Will Tesla Stock crash? Will be the question on everyone’s mind as we head towards 2020. The company’s stock has experienced a meteoric rise and is now worth over US$2 trillion. But with a high price tag, it’s important to realize that the price is largely due to hype and liquidity and not fundamentals. Investors who buy Tesla have very little understanding of the company’s value and often buy for momentum rather than fundamentals.
One famous investor and financial analyst, Jeremy Grantham, has said that Tesla has entered a speculative bubble and that the stock won’t live up to its valuation. Grantham’s recent report on the state of the US economy warns of an impending “historic” crash. Grantham slammed the Federal Reserve for pumping up asset prices and warned of a severe market crash. Jeremy Grantham’s warning is especially poignant because Tesla is being valued on multiples of the success of other great companies in capitalism.
Another factor that may drive the price of Tesla’s stock higher is the fact that it has “meme DNA”. The company has consistently been ranked among the top 5 users on the financial website Reddit. While there are tangibles associated with the company, the value is largely driven by intangibles and is impossible to measure using traditional financial metrics. However, if it does, it’s likely to benefit from the bullish sentiment of retail investors.
As of April 1, 2022, Tesla’s stock has held steady. This trend is likely to continue, as the company plans to produce 20 million EVs annually. Tesla’s plans to build factories near Austin and Berlin to increase the number of vehicles on the market. If it manages to do so, it’s going to boost the company’s revenue and stock price. But it’s still early to tell. If it doesn’t, Tesla will be forced to make big changes that will cause the stock to drop.
As an example, if Tesla stock reaches an unsustainable P/E ratio, value investors will have a difficult time making sense of it. Warren Buffett missed out on Apple and Amazon early on. But even when valuations fall drastically, it can burn bullish investors. So, if you’re not a value investor, it’s time to get out of this stock. Is it too high? And when will it crash?
There are two main factors that could trigger Tesla stock’s price decline. First, the S&P 500 index has $5.4 trillion in funds, which means that the company is a large bet for many investors. Second, the S&P 500 index’s price is a proxy for a stock’s liquidity, and Elon Musk’s tweets are likely to be worth watching. If Tesla shares crash, it could cause a rout on Wall Street.
The second reason why Elon Musk’s shares could fall is his recent Twitter post that he plans to sell a 10% stake. He also revealed that his brother had sold $100 million of his shares before the news about Elon Musk’s upcoming 10% stake was announced. Musk is required to disclose his share sale in Tesla’s SEC filing by the end of this week.
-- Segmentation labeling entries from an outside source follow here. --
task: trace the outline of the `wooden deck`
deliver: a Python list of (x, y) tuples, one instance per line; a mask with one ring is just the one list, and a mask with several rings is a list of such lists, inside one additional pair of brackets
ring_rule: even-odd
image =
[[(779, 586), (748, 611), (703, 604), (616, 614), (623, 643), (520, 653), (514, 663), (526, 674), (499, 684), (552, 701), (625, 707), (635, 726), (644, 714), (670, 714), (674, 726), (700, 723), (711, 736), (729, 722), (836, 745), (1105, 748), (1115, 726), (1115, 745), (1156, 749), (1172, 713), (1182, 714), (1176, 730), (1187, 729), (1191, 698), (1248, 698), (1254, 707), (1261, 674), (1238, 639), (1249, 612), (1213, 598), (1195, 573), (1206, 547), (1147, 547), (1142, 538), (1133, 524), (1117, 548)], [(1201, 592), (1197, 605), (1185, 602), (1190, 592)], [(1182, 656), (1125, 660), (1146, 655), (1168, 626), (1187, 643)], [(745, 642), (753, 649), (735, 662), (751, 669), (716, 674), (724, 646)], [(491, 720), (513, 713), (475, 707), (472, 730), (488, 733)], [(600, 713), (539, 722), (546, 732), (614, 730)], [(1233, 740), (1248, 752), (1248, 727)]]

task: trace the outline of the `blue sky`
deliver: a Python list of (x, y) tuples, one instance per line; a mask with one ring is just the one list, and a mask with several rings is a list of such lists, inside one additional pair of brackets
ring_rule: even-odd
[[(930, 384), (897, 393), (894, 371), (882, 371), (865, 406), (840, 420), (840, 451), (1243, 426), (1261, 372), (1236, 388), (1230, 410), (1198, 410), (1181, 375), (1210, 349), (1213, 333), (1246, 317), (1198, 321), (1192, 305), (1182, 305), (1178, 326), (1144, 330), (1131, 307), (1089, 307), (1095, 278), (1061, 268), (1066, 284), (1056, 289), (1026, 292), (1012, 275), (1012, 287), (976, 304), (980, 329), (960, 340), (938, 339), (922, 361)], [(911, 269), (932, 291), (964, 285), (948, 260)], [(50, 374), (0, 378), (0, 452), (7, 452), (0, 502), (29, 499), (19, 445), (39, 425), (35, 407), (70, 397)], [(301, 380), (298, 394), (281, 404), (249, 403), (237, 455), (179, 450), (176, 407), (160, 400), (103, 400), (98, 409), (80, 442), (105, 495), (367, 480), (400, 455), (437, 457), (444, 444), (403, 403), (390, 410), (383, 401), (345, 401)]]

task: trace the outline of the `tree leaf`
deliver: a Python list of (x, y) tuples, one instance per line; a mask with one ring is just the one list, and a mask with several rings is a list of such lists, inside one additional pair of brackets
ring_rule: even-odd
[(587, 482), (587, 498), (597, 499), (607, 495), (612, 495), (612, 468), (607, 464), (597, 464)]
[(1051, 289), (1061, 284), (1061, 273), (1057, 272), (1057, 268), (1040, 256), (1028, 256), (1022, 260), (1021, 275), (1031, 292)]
And, of course, he also settled with the SEC for his comments.
On the other hand, investors should pay close attention to the Gigafactory Shanghai in China, which opened 10 months after the company broke ground. Not only did this facility localize the business in China, but it also boosted its overall production capacity. Tesla’s total production capacity now sits at a theoretical one million EVs per year. The company’s current model lineup has a good chance of growth and earnings.
If this trend continues, the company could sell as many as eight million vehicles. That’s a huge number, considering its current sales are only a drop in the bucket compared to the worldwide demand for EVs. In fact, the company already opened a factory in China this year and is planning a second one in Germany. Then, in a few years, the factories could produce their full capacity and generate earnings on a massive scale.